James Dewey: The Legacy of a Name

My brother James Lester Davis was born just before my 5th birthday. He was named for a paternal great-grandfather, James Davis, and our paternal grandfather, Lester Davis. At some point in his growing up years our mother told him that she had wanted to name him James Dewey, Dewey being her father’s middle name, and the one by which he was mostly called. Sometime in the 80s or 90s my brother passed this information on to me, and having already decided for many years that if I ever had a son I wanted to name him for one or both of my brothers, I decided at that point I wanted to name my future son James Dewey. It would be honoring my Grandpa Ritter, but also doubly honoring my brother James, who told me that he would have preferred James Dewey to James Lester. Grandpa Ritter had a special place in his heart, while Grandpa Davis had died the year before James was born, so obviously he had no memories of him.

In 1997 my brother James was diagnosed with cancer. On July 28, 1998 he passed away at our older brother’s house, with me and our mother and our sister-in-law at his side.

At the end of October, 1998, on what would have been my brother’s 32nd birthday,  I left New York, my home of the previous 11 years, and moved to the south where my parents and two sisters and older brother were all now residing. About a week after arriving in Nashville, TN, I met Jack Pelham. That was about it. We were involved in a few church/musical productions over the next few years, but outside of that we didn’t talk or even acknowledge with a glance that the other existed.

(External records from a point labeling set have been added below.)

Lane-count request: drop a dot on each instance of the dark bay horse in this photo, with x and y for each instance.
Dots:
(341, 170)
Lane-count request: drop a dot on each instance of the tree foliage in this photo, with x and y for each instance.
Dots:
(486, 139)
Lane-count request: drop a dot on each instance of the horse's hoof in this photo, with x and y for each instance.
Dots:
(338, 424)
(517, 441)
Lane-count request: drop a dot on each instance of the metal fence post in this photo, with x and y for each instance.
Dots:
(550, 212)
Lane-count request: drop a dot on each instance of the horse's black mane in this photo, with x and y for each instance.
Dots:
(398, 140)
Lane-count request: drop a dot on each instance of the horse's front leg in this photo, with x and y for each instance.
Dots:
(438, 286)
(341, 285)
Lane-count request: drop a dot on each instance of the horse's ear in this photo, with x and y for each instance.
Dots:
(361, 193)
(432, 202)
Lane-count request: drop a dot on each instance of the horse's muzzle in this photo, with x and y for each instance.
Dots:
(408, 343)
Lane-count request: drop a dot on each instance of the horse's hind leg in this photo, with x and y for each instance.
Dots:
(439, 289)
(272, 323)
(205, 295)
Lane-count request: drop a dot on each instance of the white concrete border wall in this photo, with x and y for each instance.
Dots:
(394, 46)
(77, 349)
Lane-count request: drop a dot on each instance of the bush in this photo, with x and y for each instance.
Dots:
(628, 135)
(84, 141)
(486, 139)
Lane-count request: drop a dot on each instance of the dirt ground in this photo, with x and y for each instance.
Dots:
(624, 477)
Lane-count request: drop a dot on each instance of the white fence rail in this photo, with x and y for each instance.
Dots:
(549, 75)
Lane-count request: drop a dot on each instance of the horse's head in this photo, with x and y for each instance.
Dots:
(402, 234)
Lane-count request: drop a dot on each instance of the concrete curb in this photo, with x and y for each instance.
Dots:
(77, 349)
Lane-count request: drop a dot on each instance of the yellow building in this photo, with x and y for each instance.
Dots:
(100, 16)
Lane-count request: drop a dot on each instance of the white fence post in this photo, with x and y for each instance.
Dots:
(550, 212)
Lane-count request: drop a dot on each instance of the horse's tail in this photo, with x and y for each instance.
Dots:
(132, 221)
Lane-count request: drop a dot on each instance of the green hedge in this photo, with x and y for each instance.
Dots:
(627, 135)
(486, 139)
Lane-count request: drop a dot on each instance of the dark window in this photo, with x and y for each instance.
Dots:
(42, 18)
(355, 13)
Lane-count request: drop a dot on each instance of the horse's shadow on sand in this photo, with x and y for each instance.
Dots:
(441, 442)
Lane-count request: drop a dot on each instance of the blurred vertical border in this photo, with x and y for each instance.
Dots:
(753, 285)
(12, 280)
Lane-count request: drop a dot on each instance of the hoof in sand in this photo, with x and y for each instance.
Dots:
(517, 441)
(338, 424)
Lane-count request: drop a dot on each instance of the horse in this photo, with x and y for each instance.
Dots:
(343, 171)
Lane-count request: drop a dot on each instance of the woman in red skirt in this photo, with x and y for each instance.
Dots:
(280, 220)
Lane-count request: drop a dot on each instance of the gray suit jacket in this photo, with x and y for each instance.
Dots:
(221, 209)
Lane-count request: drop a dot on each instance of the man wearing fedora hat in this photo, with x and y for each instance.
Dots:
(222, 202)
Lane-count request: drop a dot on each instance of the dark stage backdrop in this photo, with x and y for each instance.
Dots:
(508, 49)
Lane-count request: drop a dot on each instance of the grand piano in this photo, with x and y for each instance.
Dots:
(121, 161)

Sometime in the spring of 2001 things changed. Through a mutual friendship we began to spend more time together. Talking. One day that summer we were standing out in the parking lot of my apartment complex with another friend. Who knows what in the world we were talking about, but somewhere along the way I mentioned that if I ever had a son I wanted to name him James Dewey, and perhaps shared the story as to why. Jack said a bit sotto voce, “We would have the same initials.” Then he looked a little flustered because we were only friends and I was not supposed to know that he was considering changing my last name to Pelham. Oh, my heart did a little tippy-tippy.

Soon we became “more than friends.” We married in March, 2002, and fourteen months later our son was born. We named him James Dewey Pelham. (Jack’s middle initial is D, by the way. And his father also has the initials JDP.) I was 41 years old at the time of my son’s birth.

These kind of things make me smile about life. I still grieve for the loss of my brother, but how awesome that I would choose a name for my son to honor my brother long before I chose my son’s daddy, and that that daddy would agree to the name, and that he would happen to have the same initials.

I miss you very much, James Lester Davis. I miss what all we could have been learning and enjoying about life together on this planet. Thank you for leaving me an awesome legacy and name to give to my only son. I hope that if you can see us down here, that you are proud of what we’ve done so far. Give us a little nudge, if you’re allowed, to keep us on the right path.